Reintegração do Companheiro (II)
Em primeiro lugar, importa ter presente que, para que o Companheiro possa harmoniosamente dedicar-se ao específico trabalho do seu grau há que lhe proporcionar condições para tal. Ou seja, há que prever, calendarizar e levar a cabo sessões rituais especificamente destinadas ao trabalho do segundo grau, há que propiciar o efectivo funcionamento da Oficina de Companheiros. Nessas sessões, para além da abertura e encerramento dos trabalhos da Oficina segundo o ritual de Companheiro, devem ser apresentadas e debatidas pranchas respeitantes aos temas do grau, isto é, respeitantes ao Homem, às Artes e Ciências. As possibilidades e a variedade são obviamente imensas. Permite-se e propicia-se, assim, que o trabalho e o estudo dos assuntos respeitantes ao grau sejam colectivamente assegurados e não apenas individual e solitariamente cometidos ao Companheiro.
Neste aspecto, muito há a fazer e a aperfeiçoar no funcionamento, pelo menos, da Loja em que me integro, a Loja Mestre Affonso Domingues - mas suspeito que também na generalidade das Lojas. Criou-se o hábito de trabalhar preferencialmente, quase exclusivamente, no primeiro grau, só se constituindo a Loja nos graus superiores quando imprescindível e na medida do indispensável. Acaba-se por se cair na tentação de só se trabalhar nos graus superiores para conferir graus, baseando-se o trabalho da Loja no primeiro grau, considerando-se que assim se não excluem obreiros (Aprendizes, quanto a sessões de segundo grau; Aprendizes e Companheiros, quanto aos trabalhos do 3.º grau) dos trabalhos e se reforçam os laços de solidariedade entre todos. Embora compreenda a pureza da intenção, penso que é nocivo que assim se proceda. O trabalho maçónico pressupõe evolução. Não é por acaso que se concebeu que os trabalhos maçónicos decorrem em três graus. Em cada um destes, há objectivos a atingir, conhecimentos específicos a obter, trabalho próprio a realizar. Privilegiar - ainda que com a melhor das intenções - um grau em detrimento dos restantes equivale a empobrecer desnecessariamente a riqueza do trabalho comum de uma Loja. Abrir a Loja no grau de Companheiro apenas para passar Aprendizes a Companheiros e para a apresentação da prancha que é exigida ao Companheiro para que possa ascender a Mestre - por vezes, uma prancha que, em bom rigor, não respeita ao objecto do que devem ser os estudos do Companheiro, mas afinal uma simples prancha bis de Aprendiz, apenas com a diferença de respeitar a um dos poucos símbolos privativos do grau de Companheiro - não é a melhor forma de trabalhar o grau de Companheiro.
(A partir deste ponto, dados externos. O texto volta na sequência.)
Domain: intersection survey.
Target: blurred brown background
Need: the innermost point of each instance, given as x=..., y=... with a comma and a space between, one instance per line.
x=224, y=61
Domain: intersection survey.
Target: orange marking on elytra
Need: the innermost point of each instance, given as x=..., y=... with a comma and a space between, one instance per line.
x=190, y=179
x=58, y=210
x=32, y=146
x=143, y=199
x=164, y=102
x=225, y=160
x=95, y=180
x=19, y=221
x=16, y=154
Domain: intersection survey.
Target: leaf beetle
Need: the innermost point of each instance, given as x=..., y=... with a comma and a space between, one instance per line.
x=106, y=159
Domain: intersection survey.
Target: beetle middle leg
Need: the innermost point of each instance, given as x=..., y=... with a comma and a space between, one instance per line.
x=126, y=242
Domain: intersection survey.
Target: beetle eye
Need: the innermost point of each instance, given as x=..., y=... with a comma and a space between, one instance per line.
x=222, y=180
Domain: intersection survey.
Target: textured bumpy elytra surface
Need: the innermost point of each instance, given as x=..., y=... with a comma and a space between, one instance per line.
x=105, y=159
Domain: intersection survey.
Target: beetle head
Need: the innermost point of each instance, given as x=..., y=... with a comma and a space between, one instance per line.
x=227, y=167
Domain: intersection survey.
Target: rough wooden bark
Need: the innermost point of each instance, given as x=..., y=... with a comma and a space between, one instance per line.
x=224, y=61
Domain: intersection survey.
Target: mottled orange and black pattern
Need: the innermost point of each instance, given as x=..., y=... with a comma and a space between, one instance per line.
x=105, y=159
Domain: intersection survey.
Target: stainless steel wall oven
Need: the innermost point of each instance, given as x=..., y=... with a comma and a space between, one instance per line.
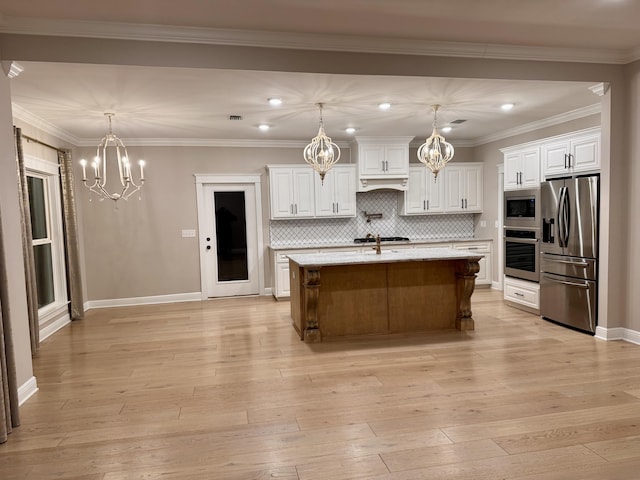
x=522, y=253
x=522, y=234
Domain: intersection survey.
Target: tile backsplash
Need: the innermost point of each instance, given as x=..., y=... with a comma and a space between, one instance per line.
x=344, y=230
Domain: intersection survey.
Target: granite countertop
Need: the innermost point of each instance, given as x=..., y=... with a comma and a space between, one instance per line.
x=387, y=256
x=302, y=246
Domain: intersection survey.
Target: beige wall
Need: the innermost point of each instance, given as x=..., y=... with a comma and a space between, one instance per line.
x=630, y=297
x=12, y=243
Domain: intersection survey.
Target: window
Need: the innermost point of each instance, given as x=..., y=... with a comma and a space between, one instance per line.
x=47, y=239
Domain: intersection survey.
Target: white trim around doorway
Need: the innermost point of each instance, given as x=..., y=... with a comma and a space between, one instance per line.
x=203, y=179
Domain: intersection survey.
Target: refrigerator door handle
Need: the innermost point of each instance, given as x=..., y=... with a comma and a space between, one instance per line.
x=571, y=284
x=563, y=218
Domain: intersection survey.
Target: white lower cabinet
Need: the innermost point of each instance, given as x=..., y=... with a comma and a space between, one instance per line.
x=484, y=276
x=281, y=287
x=522, y=292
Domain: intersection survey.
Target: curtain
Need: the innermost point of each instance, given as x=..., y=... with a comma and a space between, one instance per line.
x=8, y=385
x=74, y=280
x=27, y=246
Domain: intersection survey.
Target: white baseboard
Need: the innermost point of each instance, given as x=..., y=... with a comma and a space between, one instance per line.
x=26, y=390
x=618, y=333
x=53, y=327
x=126, y=302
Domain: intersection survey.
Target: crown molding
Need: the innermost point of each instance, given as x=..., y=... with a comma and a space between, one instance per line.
x=37, y=122
x=530, y=127
x=26, y=116
x=205, y=142
x=343, y=43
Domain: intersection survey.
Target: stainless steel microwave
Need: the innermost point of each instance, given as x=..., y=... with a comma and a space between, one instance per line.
x=522, y=208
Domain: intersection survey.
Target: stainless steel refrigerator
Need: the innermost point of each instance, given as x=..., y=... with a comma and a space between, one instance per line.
x=569, y=251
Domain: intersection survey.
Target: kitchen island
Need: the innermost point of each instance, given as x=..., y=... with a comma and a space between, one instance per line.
x=339, y=294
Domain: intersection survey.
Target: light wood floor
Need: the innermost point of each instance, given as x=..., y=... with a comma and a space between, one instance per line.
x=224, y=389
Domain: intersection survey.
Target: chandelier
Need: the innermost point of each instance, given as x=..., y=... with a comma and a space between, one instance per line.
x=435, y=152
x=321, y=153
x=112, y=151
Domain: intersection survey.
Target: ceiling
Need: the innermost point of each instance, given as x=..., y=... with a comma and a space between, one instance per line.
x=195, y=104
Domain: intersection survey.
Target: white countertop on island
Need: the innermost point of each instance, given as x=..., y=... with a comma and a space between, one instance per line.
x=347, y=244
x=388, y=255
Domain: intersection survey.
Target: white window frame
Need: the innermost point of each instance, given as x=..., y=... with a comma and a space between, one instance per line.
x=50, y=174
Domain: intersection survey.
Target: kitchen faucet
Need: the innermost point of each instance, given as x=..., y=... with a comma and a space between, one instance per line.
x=377, y=247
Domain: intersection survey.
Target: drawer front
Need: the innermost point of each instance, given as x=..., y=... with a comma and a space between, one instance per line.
x=484, y=247
x=283, y=255
x=525, y=296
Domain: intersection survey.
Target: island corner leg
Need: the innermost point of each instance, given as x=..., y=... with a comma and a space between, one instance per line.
x=311, y=286
x=466, y=280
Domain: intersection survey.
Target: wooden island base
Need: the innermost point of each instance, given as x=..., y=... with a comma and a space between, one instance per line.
x=379, y=298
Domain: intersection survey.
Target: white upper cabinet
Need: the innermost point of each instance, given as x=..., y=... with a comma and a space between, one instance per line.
x=521, y=168
x=463, y=187
x=336, y=197
x=382, y=162
x=291, y=192
x=578, y=152
x=424, y=195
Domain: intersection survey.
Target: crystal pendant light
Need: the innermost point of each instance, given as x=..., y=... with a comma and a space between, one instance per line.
x=435, y=152
x=321, y=153
x=112, y=151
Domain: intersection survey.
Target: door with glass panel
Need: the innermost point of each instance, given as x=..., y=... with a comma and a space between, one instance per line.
x=231, y=245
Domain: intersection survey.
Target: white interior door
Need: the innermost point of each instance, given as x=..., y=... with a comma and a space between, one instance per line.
x=230, y=240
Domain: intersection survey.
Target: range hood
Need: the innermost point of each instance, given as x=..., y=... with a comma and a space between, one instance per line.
x=368, y=184
x=382, y=162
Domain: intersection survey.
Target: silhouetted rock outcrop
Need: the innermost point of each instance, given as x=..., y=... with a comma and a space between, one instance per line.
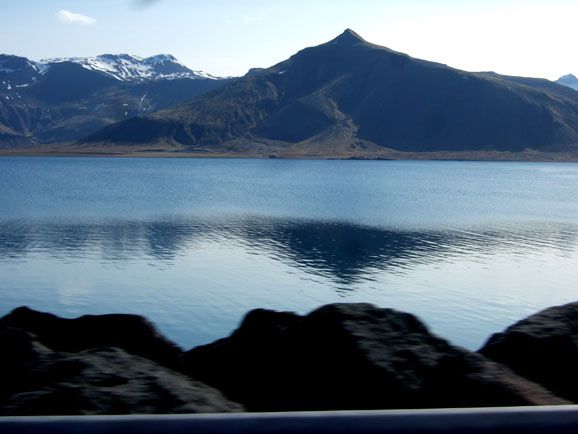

Em segundo lugar, devem os Mestres dar o exemplo, elaborando e apresentando pranchas efectivamente do grau de Companheiro, sobre o Homem, as Artes ou as Ciências. Não quer isto dizer que o simbolismo não tenha também lugar no grau de Companheiro. Claro que tem. Mas não tem aqui a essencialidade que reveste no primeiro grau. Aprendida e apreendida a forma de trabalhar com os símbolos, o maçon deve voltar-se para o Mundo e estudar-se a si próprio e às suas realizações nos campos do Saber e da Beleza, à luz da sua própria evolução, não concentrar-se num qualquer simbólico-metafísico plano exterior à realidade. Tese-antítese-síntese, síntese como nova tese- nova antítese-nova síntese. Assim evolui em todos os campos o Homem. Se persiste e insiste apenas num único aspecto, numa única linha, num preciso ponto, por muito meritório que seja, não evolui, involui. Devem, pois, os Mestres dar o exemplo, mostrar, o tipo de trabalho que se deve fazer no grau. Para que os Companheiros melhor o compreendam e possam tentar e, muitas vezes, conseguir, fazer melhor...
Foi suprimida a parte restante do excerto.